Designing a payments app from the ground up
Fintech · Open Banking · Payments
Juno was a seed-stage fintech start-up with a clear ambition: eliminate late payments for individuals and SMEs by digitising the request-for-payment and invoicing process using Open Banking technology. I joined as the first designer.
There was no existing product, no brand, and no design system. The team was small and fully remote, working through the Covid pandemic. I was responsible for both product design and brand identity, which meant operating across two work streams simultaneously with Figma as my only tool.
My role
Head of Design · First design hire
The challenge
The brief was to design and ship an MVP, then keep iterating toward a full multi-platform product. In practice, that meant designing core web flows, extending them to native iOS and Android, and building a B2C variant for personal users, all while establishing a brand from scratch.

What the product had to be, who it was for, and what we were working with.
The pace left little room for formal research or usability testing, so decisions relied heavily on fintech experience and knowledge of user behaviour in regulated contexts. Stakeholder demands frequently competed with product priorities, and there were moments where the proposed UX needed to be challenged rather than just executed.
Designing for multiple platforms compounded the complexity. A web-first product built in React creates specific assumptions about layout, navigation, and interaction that do not translate directly to native mobile. Making the product feel genuinely native on iOS and Android, rather than simply responsive, required deliberate decisions at the component and pattern level.
What I did
I led the experience end to end, working closely with small developer team and a PM to define requirements and agree what done looked like for each feature. I established a lightweight design system early, opting for an off-the-shelf component library as a foundation rather than building from scratch, which kept delivery on track without sacrificing consistency.
The web product was designed with the React component model in mind, keeping the gap between design and build as tight as possible. When the product expanded to mobile, I treated iOS and Android as distinct design problems rather than a single adaptive layout.
iOS and Android screens side by side, showing how native design conventions were applied across both platforms.
A snapshot of the component library showing how shared components were adapted to meet iOS and Android design conventions.
Navigation was one of the clearest areas of divergence. iOS received tab bar navigation and respected Apple's back-gesture conventions. Android followed Material Design principles, with bottom navigation and the back stack behaviour users expect. Header patterns, step indicators, and the placement of back and next controls all differed between platforms for the same reason: getting these details wrong makes a financial product feel untrustworthy.
Action and menu patterns were handled the same way. iOS used bottom sheet overlays for contextual actions, consistent with native conventions. Android received full-screen dialogs or Material bottom sheets as appropriate. The functionality was identical; the presentation was platform-specific.
Screens from the B2C personal account experience, covering key moments in the send and request money journey.
The B2C product was not a separate application but a parallel experience within the same product. Account type, business or personal, determined which journey a user entered after onboarding. I designed the branching logic and the differentiated flows for each, first for web, then adapted to both mobile platforms.
What shipped
The product launched into the iOS App Store and Google Play on schedule. Over ten months, I delivered a complete web product covering all core payment and invoicing flows, native iOS and Android apps with platform-appropriate design throughout, a B2C experience branched from the same product, a functional design system used by the development team in production, and a full brand identity including logo, colour palette, and illustration style.
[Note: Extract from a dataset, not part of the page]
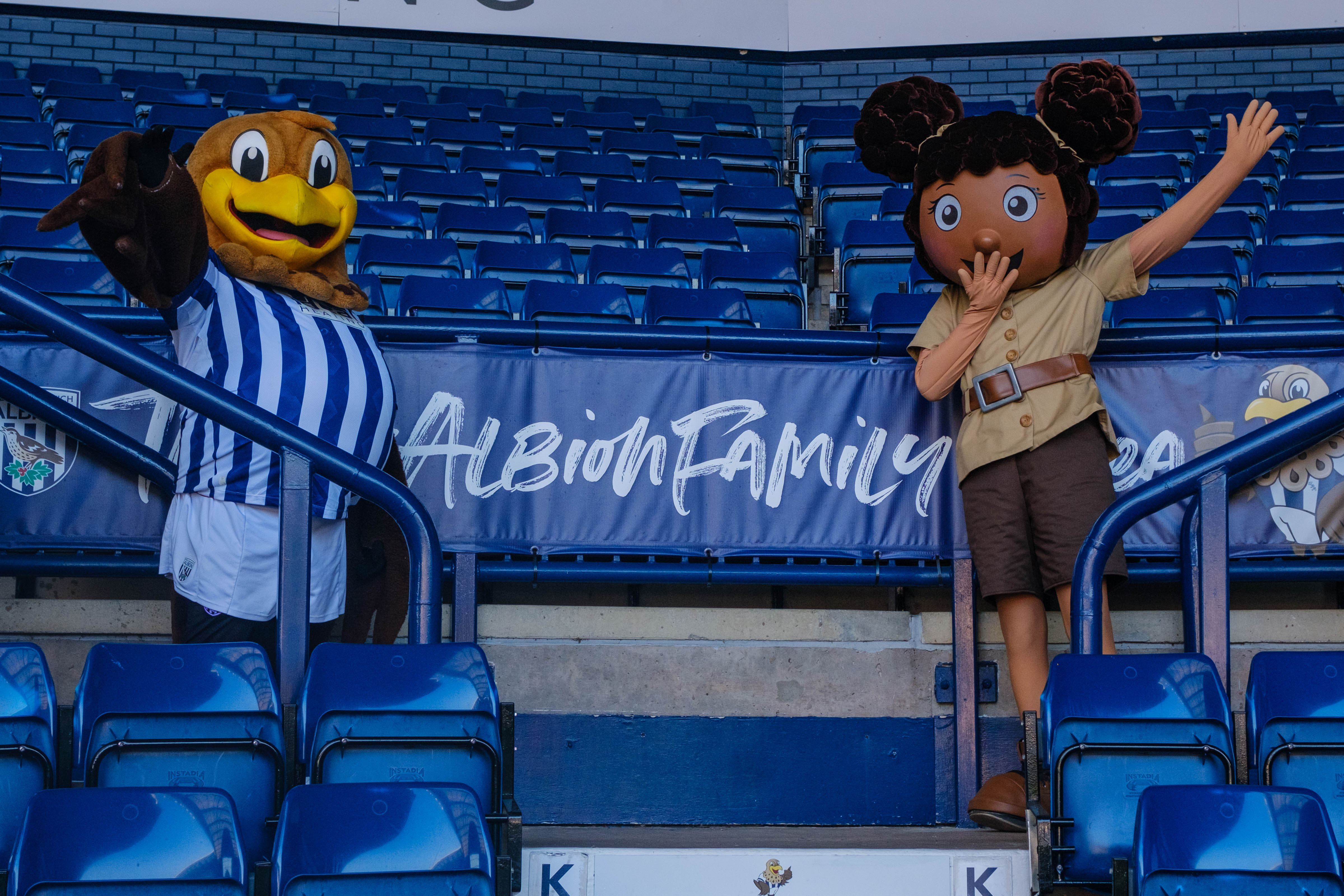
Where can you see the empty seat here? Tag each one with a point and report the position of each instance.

The design maturity of the company was early-stage by necessity. What kept things coherent was visibility: Notion and ProductBook gave the whole team a shared view of what was in progress, what was ready for development, and what was blocked. Without that, I do not think we would have remained on track.
Shipped iOS screens from the B2B experience.
My reflection
Working at this pace without usability testing sharpened my instincts, but it also reinforced why validation matters. Evidence of user preference and behaviour is not just useful for improving the product. It is what gives stakeholders the confidence to keep investing. In retrospect, earlier testing might have extended the runway.
The other thing I took from this project is that strategic shortcuts are not compromises. Adopting a ready-made component library, sourcing illustration assets rather than illustrating from scratch, being direct about what would and would not be prioritised: these were the decisions that made delivery possible without sacrificing quality where it counted.
The most important design decisions were often not about the screens themselves. They were about what to question, what to simplify, and what to protect.